The prosecutor's argument is a classic example of why there must be a factual basis supporting intimations made by the prosecutor. All a prosecutor need do is catch a defendant in a few inconsistencies. Then, the prosecutor can elicit denials on any subject and then suggest the defendant was lying. Thus, the combination of the cross-examination and argument constitutes reversible error.
We note the prosecutor's statement during closing argument that he is "victim-oriented". We suggest that should the prosecutor shift his emphasis to being "justice-oriented", he would find that his proper concern for victims of crime would also be satisfied.

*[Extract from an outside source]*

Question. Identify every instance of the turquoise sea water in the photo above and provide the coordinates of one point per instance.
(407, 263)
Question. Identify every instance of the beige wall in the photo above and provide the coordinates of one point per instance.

We are confident that victims of crime do not want to see an innocent person convicted due to improper prosecutorial argument, for the guilty party would remain at large. Furthermore, we are certain that victims of crime do not want to see a guilty person's conviction overturned due to improper prosecutorial argument.
In closing argument, the prosecutor also strayed dangerously close to the type of "civic duty" argument condemned in People v Biondo, 76 Mich. App. 155; 256 N.W.2d 60 (1977), lv den, 402 Mich. 835 (1977), and People v Gloria Williams, 65 Mich. App. 753; 238 N.W.2d 186 (1975). The prosecutor would be wise to avoid phrasing his remarks in that manner.
"I'm sure it would not have done the wife of Officer Swamba, who since has died herself, it wouldn't have done or have been any consolation to her to raise two children, knowing after all it was only a drug addict that killed her husband. Nobody has a right to kill police officers. These officers are protecting us, and I think you can judge here, the fine young police officer we've seen on the witness stand. It is nice to know that those men are out there working for us."
Reversed and remanded for a new trial.
BEASLEY, J., concurs in the result only.